Here are just a few of their stories.
“I want to send a message to my daughters and this new administration.”
Stefanie: “I’m going to the march because I feel it is not only my obligation as a mother, but as a legacy. My father was a civil rights advocate and he fought for civil rights in his community before Title VII was passed. I have spent my life as a labor employment lawyer making sure that employers do the right thing. I want to send a message to my daughters and this new administration: preserve the rights women have and add more. It’s also Erin’s birthday.”
“There is strength in numbers.”
Barb: ” I am marching with Anne, and my daughter-in-law Barrie, because we share the same beliefs, it feels good to do this together, and because this is a pivotal moment in our history.”

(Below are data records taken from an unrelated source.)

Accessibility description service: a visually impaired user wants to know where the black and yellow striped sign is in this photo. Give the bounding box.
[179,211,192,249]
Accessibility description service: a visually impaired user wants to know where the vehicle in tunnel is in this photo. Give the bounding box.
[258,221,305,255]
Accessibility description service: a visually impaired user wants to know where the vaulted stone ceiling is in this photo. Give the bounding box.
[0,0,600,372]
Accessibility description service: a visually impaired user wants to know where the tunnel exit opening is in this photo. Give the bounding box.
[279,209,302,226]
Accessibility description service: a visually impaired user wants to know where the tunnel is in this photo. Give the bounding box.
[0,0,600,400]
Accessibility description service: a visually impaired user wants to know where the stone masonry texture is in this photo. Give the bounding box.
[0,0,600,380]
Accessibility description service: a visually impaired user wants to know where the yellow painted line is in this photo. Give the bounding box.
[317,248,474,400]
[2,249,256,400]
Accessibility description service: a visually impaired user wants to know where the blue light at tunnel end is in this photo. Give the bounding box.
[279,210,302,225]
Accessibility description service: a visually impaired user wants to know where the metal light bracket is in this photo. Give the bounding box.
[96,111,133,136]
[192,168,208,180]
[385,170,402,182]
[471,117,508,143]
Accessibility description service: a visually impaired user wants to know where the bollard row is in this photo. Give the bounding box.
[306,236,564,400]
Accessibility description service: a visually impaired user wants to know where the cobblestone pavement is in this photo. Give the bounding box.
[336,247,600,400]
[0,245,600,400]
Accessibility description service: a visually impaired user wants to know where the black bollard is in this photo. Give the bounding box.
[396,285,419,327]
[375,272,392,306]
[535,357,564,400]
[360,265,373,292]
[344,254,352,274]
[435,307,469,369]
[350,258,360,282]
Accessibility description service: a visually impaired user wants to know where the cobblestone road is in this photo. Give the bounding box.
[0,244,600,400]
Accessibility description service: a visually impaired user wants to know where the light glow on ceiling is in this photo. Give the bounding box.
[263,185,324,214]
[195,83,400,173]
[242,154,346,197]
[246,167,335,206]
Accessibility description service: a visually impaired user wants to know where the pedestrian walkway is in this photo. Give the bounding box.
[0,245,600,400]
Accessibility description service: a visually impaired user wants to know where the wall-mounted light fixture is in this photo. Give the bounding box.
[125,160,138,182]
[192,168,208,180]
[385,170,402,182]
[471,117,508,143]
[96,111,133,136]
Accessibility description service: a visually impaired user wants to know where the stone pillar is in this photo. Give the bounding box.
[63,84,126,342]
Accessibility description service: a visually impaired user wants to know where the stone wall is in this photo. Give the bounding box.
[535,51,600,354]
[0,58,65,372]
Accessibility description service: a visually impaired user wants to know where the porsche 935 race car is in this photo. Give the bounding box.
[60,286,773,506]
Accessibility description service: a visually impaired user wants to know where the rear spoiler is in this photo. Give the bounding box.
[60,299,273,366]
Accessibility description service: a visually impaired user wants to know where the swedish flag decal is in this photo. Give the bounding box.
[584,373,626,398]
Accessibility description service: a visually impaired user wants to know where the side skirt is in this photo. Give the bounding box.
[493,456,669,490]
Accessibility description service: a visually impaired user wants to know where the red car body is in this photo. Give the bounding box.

“There is a Jewish saying, ‘If not now, when?’That is how I feel.”
“If we can channel our anger beyond Facebook into real action things will change.”
Eddy Segal, who marched with her mother: “My mom is terrified. She now has a pre-existing condition. Treatment is prohibitively expensive. Thankfully she has been able to complete chemo under her current coverage but we do not know what she may need in the future.”
“We need to continue to organize … Its daunting and scary, but seeing so many others going through the same feelings is empowering.”
“We can’t go backwards.”
Adeline Chung-Feder: “I was planning to take my daughter to what I had hoped to be the first woman president’s inauguration … but we can’t go backwards and I feel so compelled that I want to be there to voice my concern. I want my daughter to be there to see this … so when she gets older she will appreciate what I did for her and what everyone did and hope it will instill the activism in her.”
“We’re marching for everyone.”
Kelsey: “There’s so many reasons to march. I’m a young disabled lesbian. My sister is also disabled. Trump offended everyone. Disabled people, gay people, poor people …”
Louise: “Except rich white men. There are so many reasons to march.”
Kelsey: “We’re marching for everyone.”
“I told my husband that I have to put my body in that place.”
Julie: “My daughter wanted to come because she said she ‘didn’t want to throw away her shot.'”
Hannah: “I’m not going to miss my shot!”
“Even though what happened in our community devastated the entire world, our government was unwilling to pass legislation to help prevent more tragedies.”
Both women are survivors of the Sandy Hook massacre.
Abbey: “Gun violence is a womens issue. Women are 16 times more likely to be killed by a gun than in other high-income countries. Guns are also the weapon of choice in domestic violence murders more than other weapons combined … Gun violence is connected to so many other issues our communities face, and that recognition is critical for showing solidarity and working cross-movement.”
“The movement must look grassroots up.”
“I don’t want to shelter my girls from the world.”
Keysha: “I want to teach my girls to be bold and strong. I want them to know that when they see something wrong that their voice is their power. I don’t want to shelter my girls from the world. I want them to know it’s up to them to change it and make it a better place.”
“They just want to disregard President Obama’s legacy. We won’t let them.”
Carmelita: “They want to undo the president’s legacy. Equality, rights, and the Affordable Care Act. Voting rights. LGBT rights.”
“Whether we all agree with each and every issue doesn’t matter. We all have to support one another.”
“This is just the kickoff. We’ll do this as long as this man is in office and beyond.”
Sandra: “This is the march towards changing the image of leadership in this country. We need to get more women in positions of power, and certainly as elected officials. People need to wake up.”
“This is our niece’s first march. We’re so happy to march with her.”